Famed Russian poet Voznesensky dead at 77
Andrei Voznesensky, a Russian poet who became immensely popular in the 1960s but had an uneasy relationship with the Soviet authorities, died on Tuesday at age 77, news agencies reported.
Voznesensky died following a long illness, the poet’s widow, writer Zoya Boguslavskaya, told the ITAR-TASS news agency. Other media reports said the poet died at his home in Moscow.
The Moscow-born poet published his first poems in 1958 and became one of the iconic artists of the Thaw, the brief era of liberalism ushered in by Soviet leader Nikita Khrushchev after the death of dictator Joseph Stalin.
In the 1960s, Voznesensky was one of several Soviet poets who gave poetry readings in stadiums and concert halls before huge crowds of transfixed listeners, sometimes numbering in the thousands.
He clashed with the authorities occasionally, most notably in a 1963 meeting between Khrushchev and artists where the Soviet leader personally threatened to exile him, shouting: “Take your passport and get out, Mr Voznesensky!”

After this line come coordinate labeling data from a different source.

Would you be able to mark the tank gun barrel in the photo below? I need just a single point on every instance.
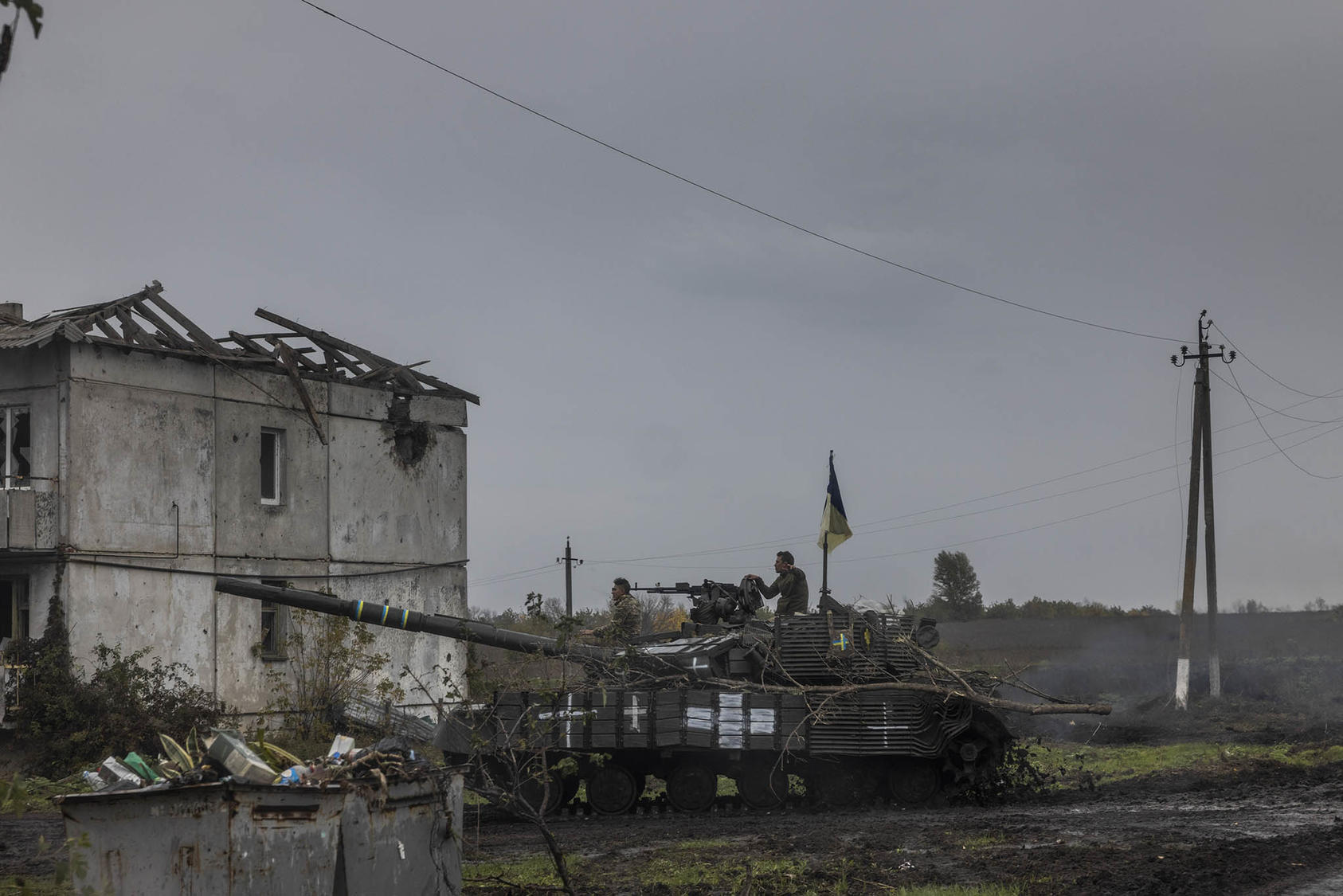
(436, 624)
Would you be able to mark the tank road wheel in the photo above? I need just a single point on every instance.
(613, 790)
(692, 788)
(914, 782)
(832, 788)
(763, 786)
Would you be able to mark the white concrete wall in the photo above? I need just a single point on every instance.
(141, 432)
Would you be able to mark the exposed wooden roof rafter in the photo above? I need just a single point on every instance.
(147, 321)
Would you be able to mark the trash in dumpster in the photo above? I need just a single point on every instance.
(366, 821)
(340, 745)
(117, 777)
(231, 751)
(136, 763)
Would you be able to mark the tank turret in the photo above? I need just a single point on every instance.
(829, 696)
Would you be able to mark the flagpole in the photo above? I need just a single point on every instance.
(825, 567)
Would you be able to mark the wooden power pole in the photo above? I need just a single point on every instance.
(569, 577)
(1200, 456)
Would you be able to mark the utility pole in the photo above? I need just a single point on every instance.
(569, 577)
(1201, 454)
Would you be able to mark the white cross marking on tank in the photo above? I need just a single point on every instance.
(569, 723)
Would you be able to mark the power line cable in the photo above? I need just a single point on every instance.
(1291, 389)
(1032, 528)
(102, 561)
(865, 528)
(726, 197)
(1176, 467)
(1317, 475)
(1266, 406)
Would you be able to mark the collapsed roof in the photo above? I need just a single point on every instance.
(147, 321)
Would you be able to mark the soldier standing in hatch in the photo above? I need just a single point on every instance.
(624, 626)
(791, 586)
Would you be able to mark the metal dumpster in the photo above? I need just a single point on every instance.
(231, 839)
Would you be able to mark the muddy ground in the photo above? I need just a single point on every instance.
(1237, 828)
(1260, 829)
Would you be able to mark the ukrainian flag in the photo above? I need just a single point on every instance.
(833, 522)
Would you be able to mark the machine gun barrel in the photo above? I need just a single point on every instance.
(679, 587)
(414, 621)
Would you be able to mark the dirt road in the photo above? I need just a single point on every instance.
(1249, 831)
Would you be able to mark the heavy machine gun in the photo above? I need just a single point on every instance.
(716, 602)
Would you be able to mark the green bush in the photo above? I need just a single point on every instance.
(66, 720)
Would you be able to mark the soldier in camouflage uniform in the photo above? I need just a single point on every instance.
(624, 626)
(791, 586)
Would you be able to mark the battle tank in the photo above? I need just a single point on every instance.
(841, 698)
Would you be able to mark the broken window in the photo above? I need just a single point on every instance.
(14, 608)
(17, 445)
(274, 625)
(272, 467)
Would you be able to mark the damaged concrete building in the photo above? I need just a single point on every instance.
(143, 457)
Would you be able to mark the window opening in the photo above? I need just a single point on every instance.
(14, 608)
(17, 445)
(274, 625)
(272, 467)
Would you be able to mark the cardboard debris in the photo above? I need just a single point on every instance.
(117, 777)
(231, 751)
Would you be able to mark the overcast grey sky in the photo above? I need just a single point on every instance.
(663, 374)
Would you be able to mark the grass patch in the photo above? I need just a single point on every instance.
(983, 841)
(31, 886)
(534, 872)
(934, 890)
(1094, 765)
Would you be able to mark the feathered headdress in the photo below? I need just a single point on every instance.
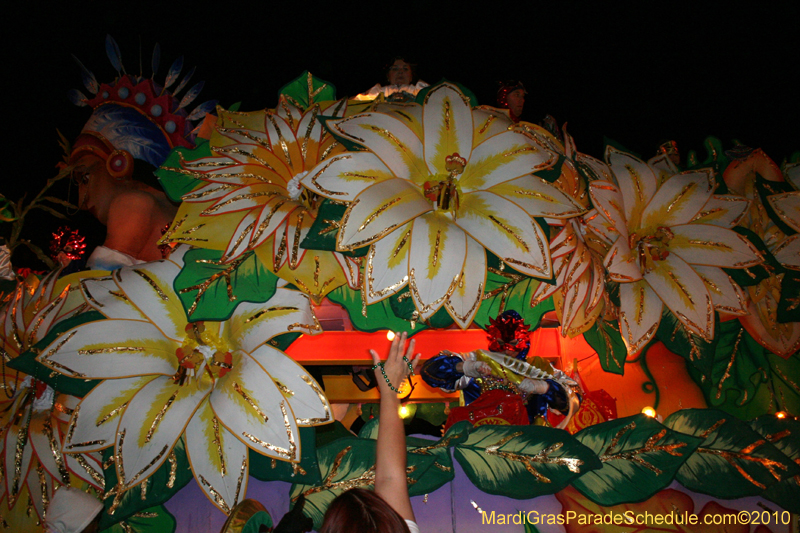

Following Khrushchev’s tirade, which reportedly gave the poet a nervous breakdown, Voznesensky walked a tightrope between defending his artistic integrity and refraining from offending the Soviet regime.
The authorities let him travel abroad and gave him the prestigious State Prize in 1978, but Voznesensky also contributed to the underground samizdat journal Metropol in 1979 in defiance of state censors.
Throughout his lifetime, Voznesensky published more than 20 collections of poetry and prose, as well as the libretto of the Soviet Union’s first rock opera.
Russian President Dmitry Medvedev expressed his condolences to Voznesensky’s family and friends, the Kremlin said in a statement.